Governo do Amapá e Dsei capacitam profissionais para fortalecer a saúde da criança indígena
Oficinas de puericultura e manejo de Hemorragia Pós-Parto são ministradas pela Sesa e seguem até a sexta-feira, 10, com foco nas particularidades do atendimento aos povos originários
Profissionais de saúde que atuam nas aldeias do Amapá e Norte do Pará participam, até sexta-feira, 10, de oficinas sobre puericultura e manejo da Hemorragia Pós-Parto (HPP), na Escola de Saberes Públicos do Amapá (Esap). A capacitação iniciou na tarde desta quarta-feira, 8, e reúne enfermeiros, médicos e técnicos de enfermagem, e busca qualificar o atendimento aos povos originários.
A iniciativa é do Distrito Sanitário Especial Indígena (Dsei) Amapá e Norte do Pará, em parceria com a Secretaria de Estado da Saúde (Sesa). Durante os três dias, os profissionais que atuam na linha de frente dentro das comunidades recebem orientações atualizadas sobre o acompanhamento do crescimento e desenvolvimento infantil, garantindo que o cuidado chegue com precisão às áreas mais remotas.
A responsável técnica de Saúde da Criança da Sesa, Rozilene Valadares, que ministrou parcialmente o primeiro dia da qualificação, detalha que a programação foi estruturada para oferecer um suporte técnico robusto, abordando desde a organização do serviço até protocolos específicos de imunização.
"Estamos trabalhando a linha de cuidado da criança, com foco no atendimento integral desde o nascimento até os 9 anos, 11 meses e 29 dias, preconizado pelo Ministério da Saúde. Um dos pontos altos da capacitação é o treinamento para a aplicação do ‘M-Chat’, uma ferramenta fundamental na identificação precoce de sinais de autismo.
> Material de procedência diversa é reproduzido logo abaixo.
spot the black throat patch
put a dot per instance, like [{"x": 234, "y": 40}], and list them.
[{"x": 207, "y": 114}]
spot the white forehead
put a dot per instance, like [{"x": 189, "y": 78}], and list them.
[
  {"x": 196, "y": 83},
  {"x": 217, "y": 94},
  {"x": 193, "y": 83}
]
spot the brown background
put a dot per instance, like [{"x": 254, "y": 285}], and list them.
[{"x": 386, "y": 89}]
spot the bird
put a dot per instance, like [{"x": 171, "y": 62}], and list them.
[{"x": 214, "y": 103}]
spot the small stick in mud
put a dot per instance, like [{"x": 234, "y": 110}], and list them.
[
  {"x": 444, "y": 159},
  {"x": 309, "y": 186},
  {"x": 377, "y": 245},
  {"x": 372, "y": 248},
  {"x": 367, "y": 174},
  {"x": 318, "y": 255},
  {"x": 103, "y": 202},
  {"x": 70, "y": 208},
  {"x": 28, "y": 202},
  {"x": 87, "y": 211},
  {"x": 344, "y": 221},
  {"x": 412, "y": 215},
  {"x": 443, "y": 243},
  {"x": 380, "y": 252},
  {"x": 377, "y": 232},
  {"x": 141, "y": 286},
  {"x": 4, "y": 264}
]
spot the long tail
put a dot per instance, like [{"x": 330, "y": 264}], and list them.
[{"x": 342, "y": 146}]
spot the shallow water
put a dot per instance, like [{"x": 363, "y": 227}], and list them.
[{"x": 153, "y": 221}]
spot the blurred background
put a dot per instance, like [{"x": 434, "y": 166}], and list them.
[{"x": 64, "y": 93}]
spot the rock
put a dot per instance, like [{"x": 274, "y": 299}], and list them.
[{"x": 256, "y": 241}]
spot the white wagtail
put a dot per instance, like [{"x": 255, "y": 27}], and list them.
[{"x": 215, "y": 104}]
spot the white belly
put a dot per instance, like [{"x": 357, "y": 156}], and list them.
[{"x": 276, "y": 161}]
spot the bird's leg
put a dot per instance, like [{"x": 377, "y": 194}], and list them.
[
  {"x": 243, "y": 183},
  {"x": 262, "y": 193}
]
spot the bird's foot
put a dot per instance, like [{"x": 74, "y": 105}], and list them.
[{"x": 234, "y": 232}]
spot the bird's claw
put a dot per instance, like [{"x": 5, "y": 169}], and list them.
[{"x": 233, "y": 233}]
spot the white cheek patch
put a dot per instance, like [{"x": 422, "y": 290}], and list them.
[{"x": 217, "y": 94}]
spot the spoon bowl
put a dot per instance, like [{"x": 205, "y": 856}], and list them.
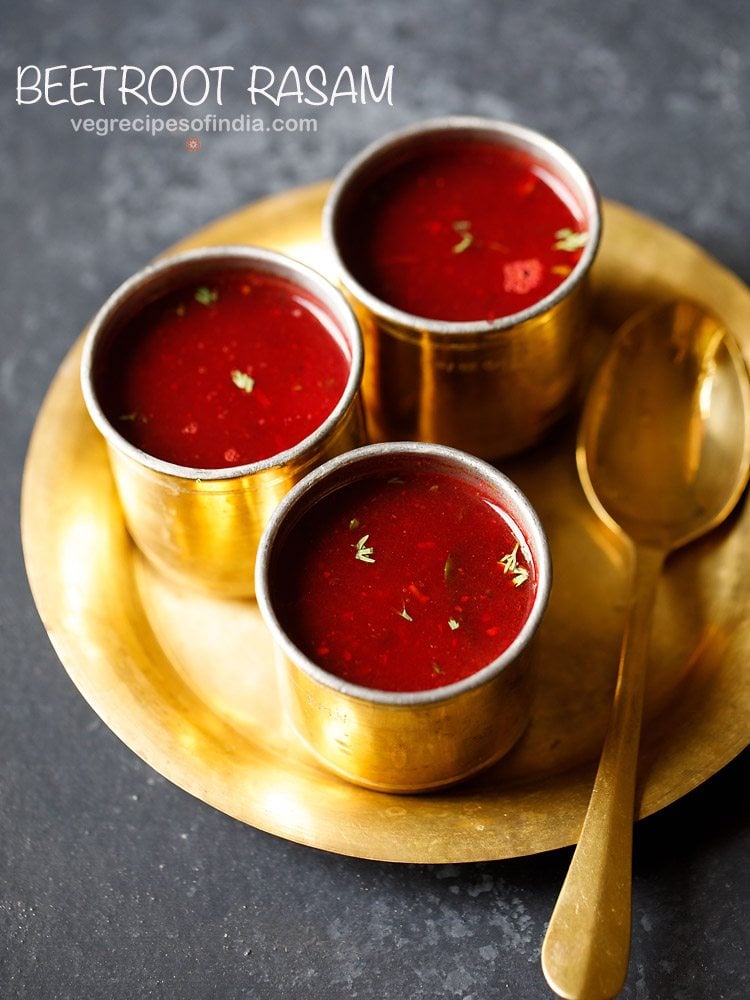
[
  {"x": 663, "y": 455},
  {"x": 663, "y": 450}
]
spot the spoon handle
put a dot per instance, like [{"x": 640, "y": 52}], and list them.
[{"x": 587, "y": 945}]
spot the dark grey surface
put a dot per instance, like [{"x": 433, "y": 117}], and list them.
[{"x": 115, "y": 884}]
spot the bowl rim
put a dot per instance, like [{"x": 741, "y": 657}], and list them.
[
  {"x": 517, "y": 136},
  {"x": 366, "y": 457},
  {"x": 265, "y": 261}
]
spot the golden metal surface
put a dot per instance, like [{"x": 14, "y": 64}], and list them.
[
  {"x": 187, "y": 681},
  {"x": 663, "y": 453}
]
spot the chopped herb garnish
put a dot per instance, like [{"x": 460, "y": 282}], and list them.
[
  {"x": 205, "y": 295},
  {"x": 569, "y": 240},
  {"x": 462, "y": 228},
  {"x": 243, "y": 381},
  {"x": 510, "y": 565},
  {"x": 364, "y": 551}
]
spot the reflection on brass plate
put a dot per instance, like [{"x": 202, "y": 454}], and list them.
[{"x": 187, "y": 681}]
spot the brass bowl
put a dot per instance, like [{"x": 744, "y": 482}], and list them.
[
  {"x": 203, "y": 526},
  {"x": 490, "y": 388},
  {"x": 404, "y": 741}
]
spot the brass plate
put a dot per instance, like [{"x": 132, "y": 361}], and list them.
[{"x": 187, "y": 682}]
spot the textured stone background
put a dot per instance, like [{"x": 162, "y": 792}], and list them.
[{"x": 113, "y": 883}]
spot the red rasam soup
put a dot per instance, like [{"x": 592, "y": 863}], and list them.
[
  {"x": 224, "y": 371},
  {"x": 462, "y": 230},
  {"x": 404, "y": 582}
]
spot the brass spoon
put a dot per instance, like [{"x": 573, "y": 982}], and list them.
[{"x": 663, "y": 453}]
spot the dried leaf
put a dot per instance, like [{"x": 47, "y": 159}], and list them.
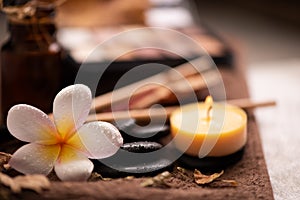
[
  {"x": 202, "y": 179},
  {"x": 158, "y": 180},
  {"x": 183, "y": 173},
  {"x": 35, "y": 182}
]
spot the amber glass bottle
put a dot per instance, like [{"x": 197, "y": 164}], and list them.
[{"x": 31, "y": 70}]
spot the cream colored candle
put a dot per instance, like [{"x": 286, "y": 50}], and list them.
[{"x": 209, "y": 129}]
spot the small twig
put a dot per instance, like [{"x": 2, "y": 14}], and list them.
[{"x": 165, "y": 112}]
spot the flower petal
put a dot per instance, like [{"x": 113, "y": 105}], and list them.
[
  {"x": 35, "y": 158},
  {"x": 30, "y": 124},
  {"x": 98, "y": 139},
  {"x": 71, "y": 107},
  {"x": 73, "y": 165}
]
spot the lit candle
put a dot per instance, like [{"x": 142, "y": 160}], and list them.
[{"x": 209, "y": 129}]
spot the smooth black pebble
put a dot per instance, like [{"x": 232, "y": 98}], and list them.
[
  {"x": 210, "y": 163},
  {"x": 132, "y": 132},
  {"x": 137, "y": 158}
]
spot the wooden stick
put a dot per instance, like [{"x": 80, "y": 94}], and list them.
[
  {"x": 163, "y": 78},
  {"x": 165, "y": 112}
]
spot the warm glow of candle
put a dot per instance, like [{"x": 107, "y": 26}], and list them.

Além disso, destacamos o uso correto da Caderneta da Criança, buscando qualificar esses profissionais a realizar um acolhimento humanizado, garantindo que o calendário vacinal e o monitoramento das curvas de crescimento e desenvolvimento sejam seguidos rigorosamente nas aldeias", explicou a coordenadora.
Superando barreiras
Para garantir que esse suporte técnico considere o contexto cultural e logístico das comunidades, o treinamento une o conhecimento especializado do Governo do Amapá à experiência de quem vive o dia a dia das unidades de saúde.
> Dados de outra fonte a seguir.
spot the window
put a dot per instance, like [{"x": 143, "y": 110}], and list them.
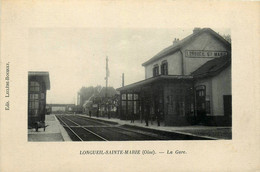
[
  {"x": 164, "y": 68},
  {"x": 34, "y": 86},
  {"x": 33, "y": 104},
  {"x": 156, "y": 70}
]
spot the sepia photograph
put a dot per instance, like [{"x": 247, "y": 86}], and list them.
[{"x": 129, "y": 84}]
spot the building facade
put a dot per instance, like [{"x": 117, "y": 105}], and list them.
[{"x": 187, "y": 83}]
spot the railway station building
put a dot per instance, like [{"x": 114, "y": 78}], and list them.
[
  {"x": 38, "y": 84},
  {"x": 187, "y": 83}
]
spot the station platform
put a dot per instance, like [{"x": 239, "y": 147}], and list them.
[
  {"x": 54, "y": 132},
  {"x": 208, "y": 132}
]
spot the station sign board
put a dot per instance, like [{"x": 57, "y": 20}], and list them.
[{"x": 204, "y": 53}]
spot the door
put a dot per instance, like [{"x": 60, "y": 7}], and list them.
[
  {"x": 201, "y": 103},
  {"x": 227, "y": 105}
]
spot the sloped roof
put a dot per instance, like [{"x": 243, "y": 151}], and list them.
[
  {"x": 44, "y": 75},
  {"x": 212, "y": 67},
  {"x": 110, "y": 92},
  {"x": 176, "y": 46}
]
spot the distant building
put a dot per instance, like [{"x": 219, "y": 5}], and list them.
[
  {"x": 61, "y": 108},
  {"x": 186, "y": 83},
  {"x": 97, "y": 103},
  {"x": 38, "y": 83}
]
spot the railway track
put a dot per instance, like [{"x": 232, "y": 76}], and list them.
[
  {"x": 112, "y": 131},
  {"x": 79, "y": 132}
]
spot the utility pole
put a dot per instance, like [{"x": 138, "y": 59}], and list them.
[
  {"x": 107, "y": 75},
  {"x": 123, "y": 79}
]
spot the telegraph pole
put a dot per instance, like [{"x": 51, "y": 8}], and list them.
[
  {"x": 123, "y": 79},
  {"x": 107, "y": 75}
]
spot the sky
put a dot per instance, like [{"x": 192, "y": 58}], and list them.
[{"x": 76, "y": 57}]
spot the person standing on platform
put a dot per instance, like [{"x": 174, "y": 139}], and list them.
[
  {"x": 132, "y": 118},
  {"x": 158, "y": 116},
  {"x": 147, "y": 114}
]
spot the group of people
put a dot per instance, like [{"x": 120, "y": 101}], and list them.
[{"x": 147, "y": 115}]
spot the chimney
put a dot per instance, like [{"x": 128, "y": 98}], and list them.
[
  {"x": 196, "y": 30},
  {"x": 175, "y": 40}
]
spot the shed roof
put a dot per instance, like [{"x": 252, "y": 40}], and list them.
[
  {"x": 44, "y": 75},
  {"x": 176, "y": 46},
  {"x": 212, "y": 67}
]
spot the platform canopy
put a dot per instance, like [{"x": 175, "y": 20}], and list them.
[{"x": 157, "y": 79}]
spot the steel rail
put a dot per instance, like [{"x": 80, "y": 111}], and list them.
[
  {"x": 90, "y": 119},
  {"x": 87, "y": 129},
  {"x": 134, "y": 131},
  {"x": 70, "y": 129}
]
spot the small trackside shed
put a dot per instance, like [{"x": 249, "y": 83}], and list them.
[{"x": 38, "y": 84}]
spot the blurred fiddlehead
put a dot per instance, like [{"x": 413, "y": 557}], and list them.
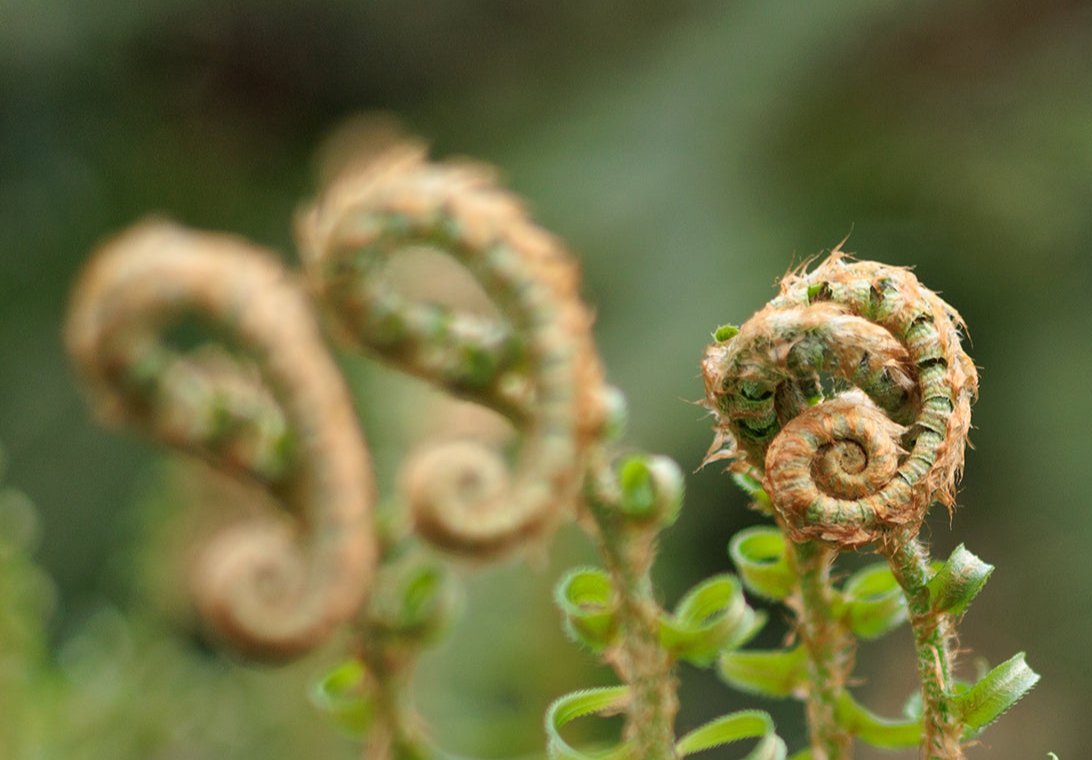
[
  {"x": 846, "y": 402},
  {"x": 536, "y": 365},
  {"x": 281, "y": 415}
]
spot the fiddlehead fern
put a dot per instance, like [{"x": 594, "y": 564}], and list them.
[
  {"x": 536, "y": 366},
  {"x": 284, "y": 418},
  {"x": 847, "y": 472},
  {"x": 858, "y": 468}
]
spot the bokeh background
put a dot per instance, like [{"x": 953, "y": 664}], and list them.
[{"x": 689, "y": 152}]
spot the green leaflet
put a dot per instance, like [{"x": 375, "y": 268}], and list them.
[
  {"x": 712, "y": 617},
  {"x": 586, "y": 597},
  {"x": 875, "y": 604},
  {"x": 342, "y": 693},
  {"x": 725, "y": 332},
  {"x": 746, "y": 724},
  {"x": 752, "y": 487},
  {"x": 958, "y": 581},
  {"x": 651, "y": 488},
  {"x": 996, "y": 692},
  {"x": 878, "y": 732},
  {"x": 577, "y": 704},
  {"x": 759, "y": 556},
  {"x": 770, "y": 673}
]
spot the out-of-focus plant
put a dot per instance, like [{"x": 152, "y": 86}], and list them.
[{"x": 846, "y": 402}]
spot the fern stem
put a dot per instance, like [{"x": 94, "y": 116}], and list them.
[
  {"x": 934, "y": 640},
  {"x": 639, "y": 658},
  {"x": 829, "y": 648}
]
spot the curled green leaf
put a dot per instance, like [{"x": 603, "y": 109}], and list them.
[
  {"x": 958, "y": 581},
  {"x": 586, "y": 597},
  {"x": 878, "y": 732},
  {"x": 578, "y": 704},
  {"x": 752, "y": 487},
  {"x": 651, "y": 488},
  {"x": 343, "y": 695},
  {"x": 770, "y": 673},
  {"x": 711, "y": 618},
  {"x": 996, "y": 692},
  {"x": 875, "y": 604},
  {"x": 759, "y": 556},
  {"x": 746, "y": 724}
]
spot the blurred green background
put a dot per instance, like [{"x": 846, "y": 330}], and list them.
[{"x": 689, "y": 152}]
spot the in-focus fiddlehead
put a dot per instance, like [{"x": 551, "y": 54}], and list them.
[
  {"x": 282, "y": 416},
  {"x": 847, "y": 474},
  {"x": 847, "y": 401},
  {"x": 536, "y": 365}
]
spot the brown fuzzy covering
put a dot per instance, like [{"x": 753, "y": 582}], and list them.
[
  {"x": 888, "y": 442},
  {"x": 536, "y": 365}
]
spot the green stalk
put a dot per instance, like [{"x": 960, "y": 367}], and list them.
[
  {"x": 639, "y": 660},
  {"x": 934, "y": 640},
  {"x": 396, "y": 733},
  {"x": 830, "y": 650}
]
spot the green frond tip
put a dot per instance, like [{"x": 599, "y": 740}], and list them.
[
  {"x": 878, "y": 732},
  {"x": 747, "y": 724},
  {"x": 752, "y": 487},
  {"x": 343, "y": 695},
  {"x": 565, "y": 710},
  {"x": 711, "y": 618},
  {"x": 759, "y": 555},
  {"x": 768, "y": 673},
  {"x": 586, "y": 597},
  {"x": 427, "y": 600},
  {"x": 996, "y": 692},
  {"x": 725, "y": 332},
  {"x": 874, "y": 601},
  {"x": 651, "y": 488},
  {"x": 958, "y": 581}
]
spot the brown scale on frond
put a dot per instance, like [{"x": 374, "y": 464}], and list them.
[
  {"x": 536, "y": 364},
  {"x": 785, "y": 391}
]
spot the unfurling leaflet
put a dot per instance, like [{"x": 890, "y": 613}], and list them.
[
  {"x": 535, "y": 364},
  {"x": 845, "y": 404},
  {"x": 276, "y": 412},
  {"x": 849, "y": 470}
]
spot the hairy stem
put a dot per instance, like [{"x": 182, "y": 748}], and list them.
[
  {"x": 639, "y": 660},
  {"x": 396, "y": 733},
  {"x": 830, "y": 650},
  {"x": 935, "y": 640}
]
A enfermeira Cléia Galvão, referência técnica da Saúde da Mulher e da Criança do Dsei, ressalta que a sensibilidade do Governo do Estado em proporcionar essa integração é um diferencial para superar as barreiras geográficas.
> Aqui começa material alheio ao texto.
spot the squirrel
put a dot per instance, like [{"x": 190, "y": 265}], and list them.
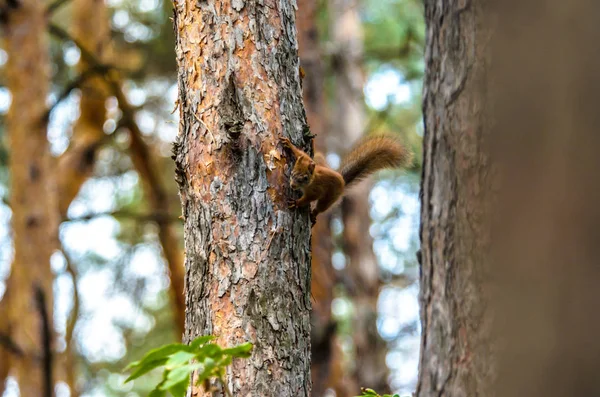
[{"x": 320, "y": 183}]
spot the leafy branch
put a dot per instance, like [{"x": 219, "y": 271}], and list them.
[
  {"x": 372, "y": 393},
  {"x": 207, "y": 359}
]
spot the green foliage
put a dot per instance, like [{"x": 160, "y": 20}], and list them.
[
  {"x": 179, "y": 361},
  {"x": 372, "y": 393}
]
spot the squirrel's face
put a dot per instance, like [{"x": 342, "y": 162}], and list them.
[{"x": 302, "y": 174}]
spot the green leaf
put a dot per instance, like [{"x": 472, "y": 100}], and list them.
[
  {"x": 179, "y": 375},
  {"x": 199, "y": 341},
  {"x": 180, "y": 388},
  {"x": 178, "y": 359},
  {"x": 369, "y": 392},
  {"x": 158, "y": 353},
  {"x": 242, "y": 351},
  {"x": 144, "y": 367},
  {"x": 209, "y": 366}
]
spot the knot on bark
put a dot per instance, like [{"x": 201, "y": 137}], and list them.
[{"x": 232, "y": 115}]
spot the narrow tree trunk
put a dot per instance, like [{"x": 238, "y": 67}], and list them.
[
  {"x": 33, "y": 200},
  {"x": 247, "y": 255},
  {"x": 92, "y": 29},
  {"x": 456, "y": 357},
  {"x": 326, "y": 364},
  {"x": 362, "y": 267}
]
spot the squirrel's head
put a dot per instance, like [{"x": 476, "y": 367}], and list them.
[{"x": 302, "y": 174}]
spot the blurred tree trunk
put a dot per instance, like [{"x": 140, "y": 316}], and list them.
[
  {"x": 82, "y": 152},
  {"x": 247, "y": 255},
  {"x": 326, "y": 362},
  {"x": 456, "y": 357},
  {"x": 546, "y": 245},
  {"x": 91, "y": 27},
  {"x": 362, "y": 267},
  {"x": 155, "y": 190},
  {"x": 33, "y": 199}
]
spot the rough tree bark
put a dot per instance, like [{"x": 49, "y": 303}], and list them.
[
  {"x": 33, "y": 200},
  {"x": 247, "y": 255},
  {"x": 362, "y": 267},
  {"x": 326, "y": 364},
  {"x": 456, "y": 357}
]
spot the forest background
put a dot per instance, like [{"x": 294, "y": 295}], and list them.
[{"x": 116, "y": 276}]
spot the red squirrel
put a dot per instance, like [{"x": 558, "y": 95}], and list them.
[{"x": 320, "y": 183}]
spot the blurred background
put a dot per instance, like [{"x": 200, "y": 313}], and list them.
[{"x": 117, "y": 276}]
"A população indígena possui uma característica nômade, o que muitas vezes dificulta a continuidade do contato com as famílias. Por isso, a capacitação é linear para todos os profissionais. Precisamos que o técnico, o enfermeiro e o médico estejam prontos para acolher essa criança em qualquer lugar que ela esteja, garantindo o tratamento adequado no momento em que ela se desloca entre as aldeias", pontuou Cléia.
As oficinas reforçam o compromisso da gestão estadual em humanizar o atendimento e reduzir as vulnerabilidades na saúde indígena. Ao fortalecer a atenção primária, o Estado assegura que as crianças dos povos originários recebam um monitoramento constante, prevenindo doenças e promovendo um desenvolvimento saudável dentro de suas próprias realidades culturais.
Programação
A qualificação segue até a próxima sexta-feira, 10, com programação será dedicada ao manejo da Hemorragia Pós-Parto (HPP), uma das principais causas de mortalidade materna no mundo. A ação conta ainda com a parceria do Hospital da Mulher Mãe Luzia (HMML) e é organizada pela Coordenadoria de Políticas de Atenção à Saúde da Sesa (CPAS).